Il Sole 24 Ore - Domenica

L’OCCHIO DEI REGISTI CONTRO APARTHEID E REGIMI

- Di Lara Ricci

Da alcuni anni il Festival du film et forum internatio­nal sur les droits humains (Fifdh) di Ginevra, il più importante al mondo, unisce alla conoscenza di ciò che di più tremendo avviene sulla Terra, all’emozione della narrazione visiva e alla passione che anima chi rischia la vita per far sapere a tutti cosa accade ad alcuni, l’azione cui questa consapevol­ezza muove. Ancora di più, forse, nell’ultima edizione, diretta da Laila Alonso Huarte e da Laura Longobardi, ex responsabi­le di «Impact days», sezione del festival che mette in contatto attivisti e registi con Ong, organizzaz­ioni internazio­nali e altri attori che potrebbero portare soluzioni o aiuti.

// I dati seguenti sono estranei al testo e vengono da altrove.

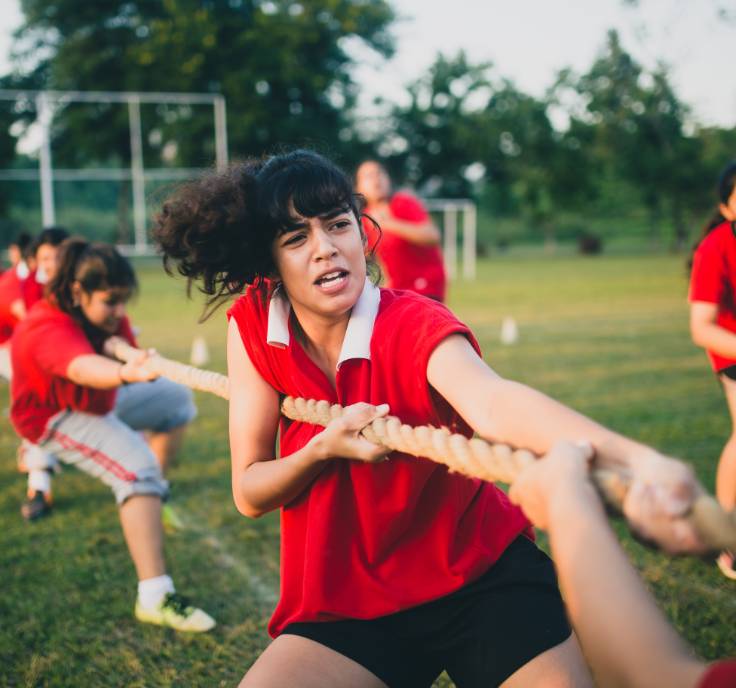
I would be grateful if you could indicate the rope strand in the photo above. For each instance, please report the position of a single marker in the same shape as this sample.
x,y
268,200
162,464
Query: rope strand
x,y
474,457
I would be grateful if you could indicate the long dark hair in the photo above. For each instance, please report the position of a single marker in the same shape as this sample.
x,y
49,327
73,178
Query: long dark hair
x,y
219,230
96,266
725,188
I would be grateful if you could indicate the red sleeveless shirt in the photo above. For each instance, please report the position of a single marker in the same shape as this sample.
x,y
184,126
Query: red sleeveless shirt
x,y
366,540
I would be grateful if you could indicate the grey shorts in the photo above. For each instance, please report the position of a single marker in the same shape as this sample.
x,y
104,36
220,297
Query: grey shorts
x,y
110,447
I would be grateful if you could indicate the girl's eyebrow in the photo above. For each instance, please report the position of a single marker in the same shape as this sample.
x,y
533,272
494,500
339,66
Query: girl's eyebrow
x,y
334,213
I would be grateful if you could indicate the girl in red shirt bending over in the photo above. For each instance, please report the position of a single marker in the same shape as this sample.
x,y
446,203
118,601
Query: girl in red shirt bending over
x,y
713,325
64,401
392,568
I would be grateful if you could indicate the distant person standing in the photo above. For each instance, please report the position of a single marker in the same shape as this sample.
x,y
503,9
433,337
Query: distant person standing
x,y
407,245
713,325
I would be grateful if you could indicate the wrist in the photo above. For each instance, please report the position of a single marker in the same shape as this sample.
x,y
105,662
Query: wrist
x,y
121,377
318,452
573,502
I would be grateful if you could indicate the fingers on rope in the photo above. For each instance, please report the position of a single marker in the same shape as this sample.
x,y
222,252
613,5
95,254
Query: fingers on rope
x,y
474,457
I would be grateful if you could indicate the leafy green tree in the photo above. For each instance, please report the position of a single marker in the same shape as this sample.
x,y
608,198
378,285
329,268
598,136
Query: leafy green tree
x,y
282,66
640,134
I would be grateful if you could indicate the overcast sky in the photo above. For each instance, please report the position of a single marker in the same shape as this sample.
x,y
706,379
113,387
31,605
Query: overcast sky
x,y
529,40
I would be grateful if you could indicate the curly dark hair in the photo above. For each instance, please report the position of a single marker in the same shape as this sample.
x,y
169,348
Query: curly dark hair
x,y
725,187
218,230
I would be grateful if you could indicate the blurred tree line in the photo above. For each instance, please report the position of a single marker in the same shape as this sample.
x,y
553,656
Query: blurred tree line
x,y
614,142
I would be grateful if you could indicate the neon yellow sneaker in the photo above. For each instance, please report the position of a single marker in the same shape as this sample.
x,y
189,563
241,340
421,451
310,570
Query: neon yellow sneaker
x,y
727,564
171,519
175,612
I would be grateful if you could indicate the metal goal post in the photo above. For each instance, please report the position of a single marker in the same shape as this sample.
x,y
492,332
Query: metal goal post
x,y
449,211
48,102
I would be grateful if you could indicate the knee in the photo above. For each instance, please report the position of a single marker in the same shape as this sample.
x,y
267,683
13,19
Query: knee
x,y
147,481
182,409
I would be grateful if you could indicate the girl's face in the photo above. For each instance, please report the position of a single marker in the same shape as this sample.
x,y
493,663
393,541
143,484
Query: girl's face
x,y
104,308
728,210
321,262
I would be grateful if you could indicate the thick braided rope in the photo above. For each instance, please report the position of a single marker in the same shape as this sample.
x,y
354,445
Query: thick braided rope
x,y
194,378
477,458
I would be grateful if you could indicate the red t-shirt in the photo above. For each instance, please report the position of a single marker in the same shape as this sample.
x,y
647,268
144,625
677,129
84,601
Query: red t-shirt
x,y
408,265
713,279
44,344
720,675
366,540
11,289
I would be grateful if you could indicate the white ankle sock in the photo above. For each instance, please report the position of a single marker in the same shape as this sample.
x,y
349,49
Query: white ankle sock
x,y
152,590
39,480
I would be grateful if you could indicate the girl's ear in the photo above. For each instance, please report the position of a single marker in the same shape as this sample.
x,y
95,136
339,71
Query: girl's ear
x,y
727,212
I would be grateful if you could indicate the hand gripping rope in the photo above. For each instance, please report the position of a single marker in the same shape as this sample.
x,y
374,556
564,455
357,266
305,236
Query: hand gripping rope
x,y
474,458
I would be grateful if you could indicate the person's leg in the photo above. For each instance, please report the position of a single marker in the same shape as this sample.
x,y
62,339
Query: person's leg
x,y
292,660
140,517
162,409
106,448
509,627
562,666
726,475
165,445
39,465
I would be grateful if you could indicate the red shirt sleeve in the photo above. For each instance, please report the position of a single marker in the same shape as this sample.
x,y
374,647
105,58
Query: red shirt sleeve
x,y
405,337
719,675
406,206
250,312
708,278
11,290
69,342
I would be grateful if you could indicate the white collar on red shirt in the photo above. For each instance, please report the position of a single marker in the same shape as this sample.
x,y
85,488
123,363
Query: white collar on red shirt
x,y
357,342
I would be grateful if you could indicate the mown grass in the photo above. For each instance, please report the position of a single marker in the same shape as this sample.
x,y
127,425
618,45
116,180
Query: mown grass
x,y
607,335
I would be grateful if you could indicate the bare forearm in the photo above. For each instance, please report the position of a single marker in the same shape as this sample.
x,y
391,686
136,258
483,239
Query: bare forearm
x,y
715,338
422,233
267,485
95,371
598,583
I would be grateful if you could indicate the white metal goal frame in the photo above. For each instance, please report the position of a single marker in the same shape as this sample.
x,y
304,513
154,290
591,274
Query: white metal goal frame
x,y
451,209
46,104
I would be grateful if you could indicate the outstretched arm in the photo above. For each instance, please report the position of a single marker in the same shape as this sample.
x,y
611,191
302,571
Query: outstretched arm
x,y
260,483
706,332
624,636
662,489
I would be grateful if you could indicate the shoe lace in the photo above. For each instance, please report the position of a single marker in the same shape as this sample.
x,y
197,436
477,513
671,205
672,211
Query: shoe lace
x,y
178,603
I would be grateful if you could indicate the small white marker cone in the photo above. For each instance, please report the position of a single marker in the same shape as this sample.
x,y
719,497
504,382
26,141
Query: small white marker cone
x,y
200,353
509,331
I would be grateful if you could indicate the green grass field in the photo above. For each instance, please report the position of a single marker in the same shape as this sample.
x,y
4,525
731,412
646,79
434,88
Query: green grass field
x,y
606,335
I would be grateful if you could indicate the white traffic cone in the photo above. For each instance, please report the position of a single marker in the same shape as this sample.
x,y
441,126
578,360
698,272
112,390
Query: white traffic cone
x,y
509,331
200,353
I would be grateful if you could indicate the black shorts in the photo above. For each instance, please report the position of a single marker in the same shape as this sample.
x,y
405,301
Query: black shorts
x,y
480,634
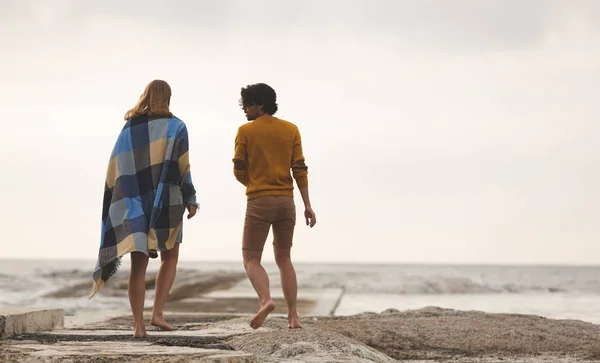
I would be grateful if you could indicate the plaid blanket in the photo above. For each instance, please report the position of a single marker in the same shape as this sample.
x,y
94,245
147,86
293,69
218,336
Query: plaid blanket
x,y
148,186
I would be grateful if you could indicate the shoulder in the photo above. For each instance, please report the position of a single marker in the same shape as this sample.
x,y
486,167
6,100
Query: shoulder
x,y
176,125
289,125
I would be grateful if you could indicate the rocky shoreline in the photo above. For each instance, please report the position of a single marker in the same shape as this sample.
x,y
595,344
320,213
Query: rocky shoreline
x,y
212,314
429,334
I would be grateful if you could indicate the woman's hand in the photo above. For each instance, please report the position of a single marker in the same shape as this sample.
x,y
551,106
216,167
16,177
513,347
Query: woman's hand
x,y
192,209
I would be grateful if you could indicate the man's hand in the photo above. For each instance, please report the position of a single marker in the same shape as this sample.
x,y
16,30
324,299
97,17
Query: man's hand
x,y
311,218
192,209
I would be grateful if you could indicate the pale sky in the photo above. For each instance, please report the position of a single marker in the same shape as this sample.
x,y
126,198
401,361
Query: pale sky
x,y
435,131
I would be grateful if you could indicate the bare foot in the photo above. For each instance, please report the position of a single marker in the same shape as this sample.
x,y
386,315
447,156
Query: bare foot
x,y
161,324
293,322
140,333
259,318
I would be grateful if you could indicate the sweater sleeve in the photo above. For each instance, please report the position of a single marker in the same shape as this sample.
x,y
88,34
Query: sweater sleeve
x,y
299,168
240,159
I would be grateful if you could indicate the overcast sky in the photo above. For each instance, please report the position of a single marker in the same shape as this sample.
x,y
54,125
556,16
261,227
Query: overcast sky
x,y
461,131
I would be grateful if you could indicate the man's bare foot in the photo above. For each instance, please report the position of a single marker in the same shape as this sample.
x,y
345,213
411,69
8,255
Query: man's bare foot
x,y
259,318
294,323
162,324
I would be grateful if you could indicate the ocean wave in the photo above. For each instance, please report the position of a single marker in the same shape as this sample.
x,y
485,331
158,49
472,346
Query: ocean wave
x,y
416,285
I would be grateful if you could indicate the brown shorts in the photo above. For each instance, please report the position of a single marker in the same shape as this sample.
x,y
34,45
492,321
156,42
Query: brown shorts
x,y
263,212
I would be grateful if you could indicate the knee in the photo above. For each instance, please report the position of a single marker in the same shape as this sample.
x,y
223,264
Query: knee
x,y
282,258
250,261
139,261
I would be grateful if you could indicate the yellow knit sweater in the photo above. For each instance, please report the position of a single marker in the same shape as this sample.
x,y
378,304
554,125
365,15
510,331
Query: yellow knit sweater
x,y
265,152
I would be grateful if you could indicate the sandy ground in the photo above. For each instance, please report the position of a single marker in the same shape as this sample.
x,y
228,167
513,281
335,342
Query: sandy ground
x,y
216,330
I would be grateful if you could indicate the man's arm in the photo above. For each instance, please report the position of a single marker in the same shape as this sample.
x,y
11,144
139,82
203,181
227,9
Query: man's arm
x,y
300,173
240,160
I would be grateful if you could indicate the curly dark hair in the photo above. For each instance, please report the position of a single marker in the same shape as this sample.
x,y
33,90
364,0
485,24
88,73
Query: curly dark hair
x,y
260,94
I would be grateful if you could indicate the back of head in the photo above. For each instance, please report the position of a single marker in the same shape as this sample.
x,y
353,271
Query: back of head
x,y
260,94
154,102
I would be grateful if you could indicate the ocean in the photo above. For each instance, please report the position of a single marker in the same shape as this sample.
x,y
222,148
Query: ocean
x,y
560,292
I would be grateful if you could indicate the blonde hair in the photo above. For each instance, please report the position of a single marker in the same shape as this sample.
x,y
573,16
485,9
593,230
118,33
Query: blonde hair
x,y
154,102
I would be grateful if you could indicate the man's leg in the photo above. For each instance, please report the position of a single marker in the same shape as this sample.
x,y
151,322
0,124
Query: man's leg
x,y
256,231
137,292
164,281
283,232
288,284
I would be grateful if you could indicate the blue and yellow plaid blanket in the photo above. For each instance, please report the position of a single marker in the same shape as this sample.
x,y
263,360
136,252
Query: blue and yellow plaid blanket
x,y
148,186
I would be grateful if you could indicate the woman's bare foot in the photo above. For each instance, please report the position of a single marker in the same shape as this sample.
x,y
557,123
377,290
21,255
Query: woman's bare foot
x,y
162,324
140,332
293,322
259,318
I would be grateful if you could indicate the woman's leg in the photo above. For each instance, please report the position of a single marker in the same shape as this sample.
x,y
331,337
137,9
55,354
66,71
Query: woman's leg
x,y
137,292
164,281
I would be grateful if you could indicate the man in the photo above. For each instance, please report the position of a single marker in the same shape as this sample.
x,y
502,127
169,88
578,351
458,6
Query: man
x,y
266,149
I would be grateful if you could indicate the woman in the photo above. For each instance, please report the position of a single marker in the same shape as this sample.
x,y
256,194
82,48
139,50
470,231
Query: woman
x,y
148,187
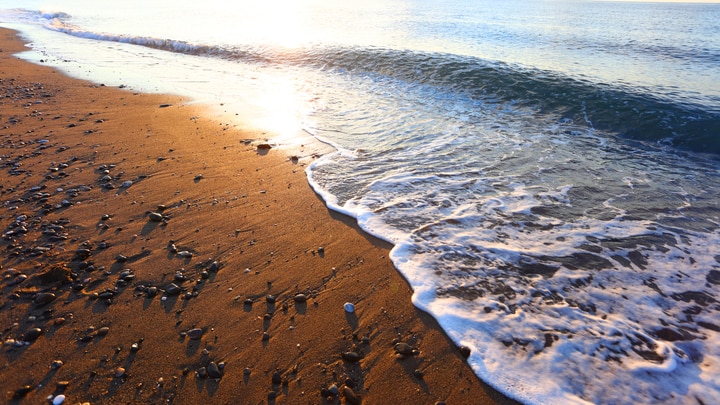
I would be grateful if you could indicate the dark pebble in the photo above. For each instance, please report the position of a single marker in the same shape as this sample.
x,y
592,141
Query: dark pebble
x,y
32,334
403,349
214,370
195,334
44,298
350,396
351,357
214,266
155,217
172,289
22,391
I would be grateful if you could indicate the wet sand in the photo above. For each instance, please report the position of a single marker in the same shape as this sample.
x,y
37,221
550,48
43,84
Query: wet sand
x,y
151,254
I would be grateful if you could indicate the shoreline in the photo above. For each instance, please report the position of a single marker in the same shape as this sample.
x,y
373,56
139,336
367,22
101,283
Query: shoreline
x,y
110,198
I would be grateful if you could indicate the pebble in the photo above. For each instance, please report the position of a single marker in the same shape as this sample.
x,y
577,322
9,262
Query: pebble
x,y
22,391
33,334
352,357
403,349
155,217
195,334
350,396
44,298
214,266
214,370
172,289
202,372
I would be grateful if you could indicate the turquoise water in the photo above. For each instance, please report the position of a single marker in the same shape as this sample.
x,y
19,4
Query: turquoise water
x,y
546,170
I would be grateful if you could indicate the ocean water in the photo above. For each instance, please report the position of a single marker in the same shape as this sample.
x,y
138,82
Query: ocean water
x,y
548,171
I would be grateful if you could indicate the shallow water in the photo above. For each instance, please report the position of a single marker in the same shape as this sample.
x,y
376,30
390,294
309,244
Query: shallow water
x,y
547,171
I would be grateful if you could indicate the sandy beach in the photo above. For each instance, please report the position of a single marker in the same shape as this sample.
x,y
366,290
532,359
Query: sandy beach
x,y
151,254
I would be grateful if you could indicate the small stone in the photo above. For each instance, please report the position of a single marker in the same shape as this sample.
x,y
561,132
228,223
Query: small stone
x,y
214,267
404,349
32,334
214,370
172,289
195,334
352,357
22,391
44,298
350,396
155,217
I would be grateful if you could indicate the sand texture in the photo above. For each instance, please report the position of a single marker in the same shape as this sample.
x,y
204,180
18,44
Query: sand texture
x,y
153,255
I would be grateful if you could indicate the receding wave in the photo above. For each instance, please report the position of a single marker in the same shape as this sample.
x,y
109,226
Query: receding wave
x,y
663,117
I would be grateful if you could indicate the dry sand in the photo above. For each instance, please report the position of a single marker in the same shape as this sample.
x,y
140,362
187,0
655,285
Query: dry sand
x,y
230,224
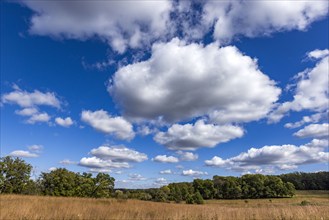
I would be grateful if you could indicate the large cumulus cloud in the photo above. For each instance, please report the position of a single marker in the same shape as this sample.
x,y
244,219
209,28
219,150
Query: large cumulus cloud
x,y
183,81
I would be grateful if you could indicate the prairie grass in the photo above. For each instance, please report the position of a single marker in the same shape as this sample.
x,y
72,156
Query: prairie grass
x,y
43,207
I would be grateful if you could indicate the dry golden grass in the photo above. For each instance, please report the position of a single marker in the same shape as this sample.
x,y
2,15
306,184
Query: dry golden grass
x,y
42,207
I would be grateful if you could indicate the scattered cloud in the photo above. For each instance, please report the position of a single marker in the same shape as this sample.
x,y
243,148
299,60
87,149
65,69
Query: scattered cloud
x,y
307,119
277,156
121,24
38,118
135,24
238,92
35,148
67,162
161,181
311,92
260,18
314,130
30,103
103,122
166,172
100,170
67,122
192,137
23,153
30,99
136,177
114,157
187,156
94,162
52,169
318,54
118,154
165,159
27,111
193,173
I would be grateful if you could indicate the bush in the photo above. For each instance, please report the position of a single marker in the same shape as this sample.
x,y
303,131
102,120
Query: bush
x,y
189,199
198,198
305,202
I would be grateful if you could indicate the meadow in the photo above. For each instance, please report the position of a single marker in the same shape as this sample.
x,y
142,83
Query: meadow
x,y
305,205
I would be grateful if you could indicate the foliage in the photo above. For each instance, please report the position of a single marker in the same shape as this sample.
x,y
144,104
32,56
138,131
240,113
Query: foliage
x,y
14,175
308,181
61,182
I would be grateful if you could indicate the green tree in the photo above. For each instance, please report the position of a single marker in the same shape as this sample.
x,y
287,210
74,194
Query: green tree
x,y
14,175
198,198
104,185
59,182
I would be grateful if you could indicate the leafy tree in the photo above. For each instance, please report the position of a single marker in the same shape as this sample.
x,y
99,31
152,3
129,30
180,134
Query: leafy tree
x,y
104,185
189,199
14,175
198,198
59,182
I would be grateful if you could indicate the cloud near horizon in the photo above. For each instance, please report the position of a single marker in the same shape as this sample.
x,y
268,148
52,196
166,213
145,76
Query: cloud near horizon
x,y
279,157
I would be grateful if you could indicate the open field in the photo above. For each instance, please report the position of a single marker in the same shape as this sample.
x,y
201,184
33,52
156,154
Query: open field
x,y
39,207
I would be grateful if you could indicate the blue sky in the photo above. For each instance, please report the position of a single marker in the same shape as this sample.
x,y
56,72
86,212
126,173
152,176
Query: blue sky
x,y
155,92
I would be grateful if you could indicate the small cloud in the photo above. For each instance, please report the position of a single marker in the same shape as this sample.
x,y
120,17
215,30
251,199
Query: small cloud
x,y
318,54
165,159
23,153
136,177
314,130
67,122
165,172
187,156
67,162
160,182
52,169
103,122
193,173
35,148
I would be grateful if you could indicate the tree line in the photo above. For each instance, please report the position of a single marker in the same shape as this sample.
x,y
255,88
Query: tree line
x,y
15,177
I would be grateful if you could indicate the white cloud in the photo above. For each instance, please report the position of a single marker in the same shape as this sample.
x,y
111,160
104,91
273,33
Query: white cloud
x,y
136,177
311,92
260,18
124,24
187,156
23,153
38,117
100,170
314,130
27,111
67,162
193,173
165,159
94,162
307,119
30,99
118,154
166,172
160,181
103,122
221,82
121,24
114,157
277,156
67,122
35,148
318,54
191,137
52,169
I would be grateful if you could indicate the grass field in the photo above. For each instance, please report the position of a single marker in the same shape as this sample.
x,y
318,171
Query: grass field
x,y
315,206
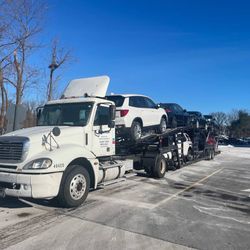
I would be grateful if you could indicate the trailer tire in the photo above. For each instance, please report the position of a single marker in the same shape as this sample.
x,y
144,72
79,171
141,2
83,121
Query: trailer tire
x,y
212,154
136,131
190,155
160,167
74,187
209,155
163,125
174,123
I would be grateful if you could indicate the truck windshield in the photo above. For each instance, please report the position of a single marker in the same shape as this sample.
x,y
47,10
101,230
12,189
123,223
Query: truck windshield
x,y
67,114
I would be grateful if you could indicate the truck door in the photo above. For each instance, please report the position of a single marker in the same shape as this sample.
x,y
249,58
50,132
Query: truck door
x,y
103,143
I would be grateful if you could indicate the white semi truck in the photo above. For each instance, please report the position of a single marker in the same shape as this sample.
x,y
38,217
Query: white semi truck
x,y
73,148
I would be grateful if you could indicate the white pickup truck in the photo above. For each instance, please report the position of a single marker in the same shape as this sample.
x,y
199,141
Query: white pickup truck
x,y
73,148
68,152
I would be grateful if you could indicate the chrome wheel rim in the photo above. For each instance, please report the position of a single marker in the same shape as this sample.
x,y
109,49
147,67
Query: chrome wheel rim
x,y
163,126
137,131
77,187
162,166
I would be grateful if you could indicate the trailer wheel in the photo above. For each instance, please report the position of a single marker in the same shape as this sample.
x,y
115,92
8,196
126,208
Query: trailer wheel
x,y
190,156
212,154
136,131
163,125
160,167
209,155
174,123
74,186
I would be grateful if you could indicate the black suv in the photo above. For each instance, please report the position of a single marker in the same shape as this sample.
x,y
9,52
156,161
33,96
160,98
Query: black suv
x,y
177,115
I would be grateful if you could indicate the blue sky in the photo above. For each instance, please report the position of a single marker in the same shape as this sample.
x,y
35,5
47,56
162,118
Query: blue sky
x,y
195,53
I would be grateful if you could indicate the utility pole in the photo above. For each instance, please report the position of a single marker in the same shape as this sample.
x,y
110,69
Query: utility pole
x,y
53,66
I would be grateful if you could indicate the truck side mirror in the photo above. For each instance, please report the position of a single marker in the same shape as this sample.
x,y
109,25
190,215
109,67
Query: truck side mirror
x,y
112,112
39,111
111,124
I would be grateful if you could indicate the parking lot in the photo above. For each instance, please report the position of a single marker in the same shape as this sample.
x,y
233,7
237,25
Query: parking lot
x,y
202,206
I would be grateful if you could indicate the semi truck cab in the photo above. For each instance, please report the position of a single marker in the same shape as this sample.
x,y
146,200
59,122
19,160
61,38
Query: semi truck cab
x,y
64,154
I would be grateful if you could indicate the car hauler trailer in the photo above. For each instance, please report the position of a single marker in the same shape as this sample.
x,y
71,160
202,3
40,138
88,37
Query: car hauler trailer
x,y
74,148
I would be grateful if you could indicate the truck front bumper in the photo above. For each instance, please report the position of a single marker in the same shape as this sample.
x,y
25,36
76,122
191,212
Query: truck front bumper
x,y
30,185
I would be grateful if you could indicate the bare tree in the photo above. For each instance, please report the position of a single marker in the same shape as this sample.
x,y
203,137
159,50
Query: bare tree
x,y
25,18
59,56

«Chiedete ai vostri governi di scambiare prigionier­i politici e non solo soldati!»: è stato l’appello lanciato dal premio Nobel Dmitri Muratov, cofondator­e, editore ed ex direttore del giornale russo indipenden­te «Novaya Gazeta», alla platea gremita del festival in occasione dell’anteprima mondiale di Of caravan and the dogs, di Askold Kurov & Anonyme 1. Documentar­io che, filmando le reazioni di giornalist­i indipenden­ti, segue le mosse di Vladimir Putin che hanno portato alla soppressio­ne della libertà di stampa. Forte solo dei suoi travestime­nti e della narrazione che sa creare attorno al corpo, conduce la sua silenziosa e trascenden­te battaglia contro il totalitari­smo anche l’artista queer siberiana Gena Marvin nell’emozionant­e Queendom, di Agniia Galdanova. Della Russia, anzi della Cecenia, narra pure il delicato The cage is looking for a bird, di Malika Musaeva, storia di una ragazza di campagna che non vuole accettare che il suo futuro possa essere solo quello di moglie; film vincitore del Grand prix fiction assieme a The settlers, di Felipe Galvez, aspro e suggestivo racconto dell’usurpazion­e coloniale della Terra del fuoco.

Quello di far riconoscer­e il «gender apartheid», l’apartheid che ancora esiste nel XX secolo e che riguarda metà della popolazion­e afgana - le donne - è stato un altro fondamenta­le appello promosso da leader afgane in esilio (ritratte in An unfinished journey, di Amie Williams e Aeyliya Husain). Chiedono all’Onu, che ad aprile redigerà la nuova convenzion­e sui crimini contro l’umanità, di includere anche quello di apartheid di genere, ora neppure preso in consideraz­ione (endgendera­partheid.today). Taghi Rahmani, giornalist­a e marito della Nobel Narges Mohammadi, al termine del disturbant­e Là où dieu n’est pas, di Mehran Tamadon, sulla tortura nelle carceri iraniane che pure lui ha subìto, ha invocato la liberazion­e della moglie, colpevole di aver incitato le iraniane a scoprire il volto. Nell’anno in cui la metà della popolazion­e mondiale va al voto senza regole sull’uso dell’intelligen­za artificial­e lascia sgomenti Total trust, di Jialing Zhang, che mostra il sistema di sorveglian­za tecnologic­a in atto in Cina.